Sunday, November 15, 2009

San Fran Syd Goes Old School.


Finklestein - You royally fucked yourself on the midterm but you swear you've done all the reading and never missed class. My TAs say you never speak and you've sure as shit never shown up to my office. This leaves two options. You're either a liar or a goddamned idiot who doesn't know he's in over his head - which is hard for an intro course.

Nancy - You're the only one in here with a laptop. By the expression on your face (and on the students directly behind you), you're probably checking Facebook or downloading porn. Why did you bother coming in, again?

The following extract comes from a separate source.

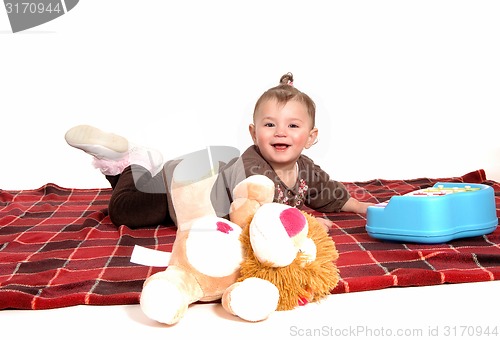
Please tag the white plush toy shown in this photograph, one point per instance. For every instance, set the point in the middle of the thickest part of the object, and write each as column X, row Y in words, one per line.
column 210, row 253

Lucy - If your phone goes off one more time, the rest of the class is going to mob you. I will not stop them. Even if you do have Darth Vader's Imperial March set as your ringtone.

Pelham - I only know you through email exchanges, but I loathe you. Your self-righteous, condescending and pedantic explanations of why you deserve more points only makes us want to fail you all the more. Fortunately, you're doing an admirable job all on your own. Keep it up.

Sarah - Your doe-eyed expressions of adoration will not get you a better grade, but they do make standing up here more interesting. At least someone's making eye contact. Keep it up.

Jim - I get it. You're a student athlete. You need special accomodations. Wait... You want to take exams and quizzes early? And you've given me a schedule of your absences at the beginning of the term? And you actively participate in class discussion and make every effort to get the work you'll miss completed before you leave... I like you. Keep it up.